Is BART currently broken for out of sample predictions?

Hey there,

I recently updated to v6, and for a BART model I’ve noticed some interesting shape errors that until now have not been present. My script breaks when I attempt to create posterior predictive samples for my hold out data:

Vectorized input 0 has an incompatible shape in axis 0.

But in my workflow, I am following the suggested pattern in using pm.data to set my matrix of covariates from the test set and a ‘dummy’ vector of predictions:

with self.model:  # sample with new input data
                pm.set_data({"X": X_test,
                             "y": .y_test},coords = {"subj":X_test.index})
              
               #pm.set_data({},coords = {"subj".X_test.index})                         
                
                post_pred = pm.sample_posterior_predictive(trace = self.idata_tree,
                                               model = self.model,
                                               var_names=['Y','θ',],    
                                               freeze_vars = ['mu'] ,
                                               # tested with false as well: predictions = True,
                                               progressbar = False,
                                               extend_inferencedata = False,
                                               random_seed = rng
                                               )

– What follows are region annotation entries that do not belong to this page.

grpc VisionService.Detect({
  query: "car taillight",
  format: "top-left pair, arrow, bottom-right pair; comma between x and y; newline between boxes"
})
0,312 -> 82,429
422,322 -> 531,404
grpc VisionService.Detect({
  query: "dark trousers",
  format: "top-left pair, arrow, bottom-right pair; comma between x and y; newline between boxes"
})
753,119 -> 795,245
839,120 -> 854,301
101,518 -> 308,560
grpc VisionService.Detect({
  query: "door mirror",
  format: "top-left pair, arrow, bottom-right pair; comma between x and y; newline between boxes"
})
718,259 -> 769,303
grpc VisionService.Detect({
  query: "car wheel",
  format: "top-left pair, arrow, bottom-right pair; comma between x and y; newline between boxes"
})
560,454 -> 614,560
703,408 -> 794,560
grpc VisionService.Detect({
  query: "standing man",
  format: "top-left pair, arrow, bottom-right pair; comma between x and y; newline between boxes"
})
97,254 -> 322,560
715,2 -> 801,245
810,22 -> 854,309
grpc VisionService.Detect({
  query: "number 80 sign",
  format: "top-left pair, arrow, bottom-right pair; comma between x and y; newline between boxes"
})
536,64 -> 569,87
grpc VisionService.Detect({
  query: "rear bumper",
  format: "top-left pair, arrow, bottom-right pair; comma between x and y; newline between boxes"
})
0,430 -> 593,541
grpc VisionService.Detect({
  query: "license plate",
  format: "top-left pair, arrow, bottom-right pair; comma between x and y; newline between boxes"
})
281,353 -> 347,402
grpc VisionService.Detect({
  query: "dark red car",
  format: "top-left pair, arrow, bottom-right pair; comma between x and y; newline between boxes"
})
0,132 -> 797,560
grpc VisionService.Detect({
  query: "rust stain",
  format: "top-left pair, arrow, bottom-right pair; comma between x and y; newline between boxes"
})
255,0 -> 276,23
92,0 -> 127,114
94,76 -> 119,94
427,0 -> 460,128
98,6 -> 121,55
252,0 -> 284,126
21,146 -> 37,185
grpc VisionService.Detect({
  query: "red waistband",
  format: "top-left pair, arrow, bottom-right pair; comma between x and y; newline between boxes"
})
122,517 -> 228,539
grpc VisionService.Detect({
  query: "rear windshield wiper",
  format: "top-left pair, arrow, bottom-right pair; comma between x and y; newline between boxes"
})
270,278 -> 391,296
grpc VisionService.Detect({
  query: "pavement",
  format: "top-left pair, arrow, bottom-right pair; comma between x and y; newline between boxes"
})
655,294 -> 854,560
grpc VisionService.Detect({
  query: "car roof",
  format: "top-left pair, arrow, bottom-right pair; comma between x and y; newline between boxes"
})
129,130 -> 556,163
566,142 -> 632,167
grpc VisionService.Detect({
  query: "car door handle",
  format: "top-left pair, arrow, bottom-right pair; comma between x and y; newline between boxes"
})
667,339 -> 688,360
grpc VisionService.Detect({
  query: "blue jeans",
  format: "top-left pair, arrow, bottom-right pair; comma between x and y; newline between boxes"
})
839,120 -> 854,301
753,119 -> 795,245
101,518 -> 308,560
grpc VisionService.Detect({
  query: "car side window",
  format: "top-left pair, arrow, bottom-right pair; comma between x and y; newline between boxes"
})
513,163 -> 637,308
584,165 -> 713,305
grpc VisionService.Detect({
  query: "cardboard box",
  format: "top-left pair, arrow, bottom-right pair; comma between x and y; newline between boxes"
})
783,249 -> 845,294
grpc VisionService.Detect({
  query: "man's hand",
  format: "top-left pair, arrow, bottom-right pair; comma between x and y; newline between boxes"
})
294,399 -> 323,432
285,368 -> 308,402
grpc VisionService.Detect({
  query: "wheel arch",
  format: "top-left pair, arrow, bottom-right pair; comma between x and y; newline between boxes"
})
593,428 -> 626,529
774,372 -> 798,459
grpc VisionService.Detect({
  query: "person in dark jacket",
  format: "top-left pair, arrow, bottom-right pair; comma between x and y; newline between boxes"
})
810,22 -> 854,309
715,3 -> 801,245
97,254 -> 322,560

My model is a very simple binomial regression with bart serving as a ‘link function’ to the covariates.

with pm.Model(#coords = coords
                      ) as self.model:
            #train discrete length intervals on covariates using bart
            X_ij =  pm.Data('X',
                            X,
                            #dims = ("subj", "X_vars") 
                            )
           
            y_obs = pm.Data("y",
                            y.to_numpy(),
                            #dims = ("subj")
                            )
       
            mu = pmb.BART("mu", 
                          X_ij, 
                          y_obs, 
                          **self.model_config,
                          )
            
            self._BART = mu

            θ = pm.Deterministic("θ", 
                                 pm.math.sigmoid(mu) 
                                 )
 
            Y = pm.Bernoulli("Y", 
                                p = θ, 
                                observed = y_obs,
                                #dims = 'subj',
                                )

Is anyone else experiencing something similar?

Thanks!

Its hard to tell from this – check what your fitting and test dataset shapes look like.

can you give a minimal reproducible example?

Hey Eveyone,

apologies for the lapse in reply @ricardoV94 @fonnesbeck

It seems that the main issue is that the model context wasn’t being persisted in my databricks notebook.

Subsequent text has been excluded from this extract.